EU AI Act: Militärische KI bleibt ohne Transparenzregeln
Veröffentlicht am: 09.08.2026 um 02:51 Uhr | Redaktion boerse-global.de
Die neuen Transparenzregeln des EU AI Act lassen die Rüstungsbranche außen vor – europäische Streitkräfte operieren weiter ohne gemeinsamen Standard für autonome Systeme.
Regulatorisches Vakuum in der europäischen Verteidigung
Seit dem 2. August 2026 gelten die Transparenzpflichten der EU-KI-Verordnung: KI-generierte Inhalte müssen gekennzeichnet werden, Chatbots ihre Identität offenlegen. Doch ausgerechnet dort, wo die Risiken am höchsten sind, schweigt das Regelwerk. Militärische KI-Systeme sind von der Verordnung ausdrücklich ausgenommen – ein Vakuum, das europäische Nationen ohne verbindliche Leitlinien für den Einsatz autonomer Waffensysteme zurücklässt.

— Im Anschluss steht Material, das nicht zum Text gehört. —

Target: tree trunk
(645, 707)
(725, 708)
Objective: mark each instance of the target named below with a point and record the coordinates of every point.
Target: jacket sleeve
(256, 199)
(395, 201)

Die Folgen zeigen sich bereits jetzt. Ohne einheitlichen Rechtsrahmen gestaltet sich die Einführung dieser Technologien als Flickenteppich. Die bestehenden Initiativen liefern nur Bruchstücke: Der Europäische Verteidigungsfonds (EVF) schließt die Entwicklung letaler autonomer Waffen aus, das Beschaffungsgesetz EDIRPA lief Ende 2025 aus. Und auch die NATO-Mitglieder haben zwar verschiedene Absichtserklärungen zum verantwortungsvollen Umgang unterzeichnet, doch ein verbindlicher Prüfrahmen für autonome Kampfsysteme fehlt bis heute.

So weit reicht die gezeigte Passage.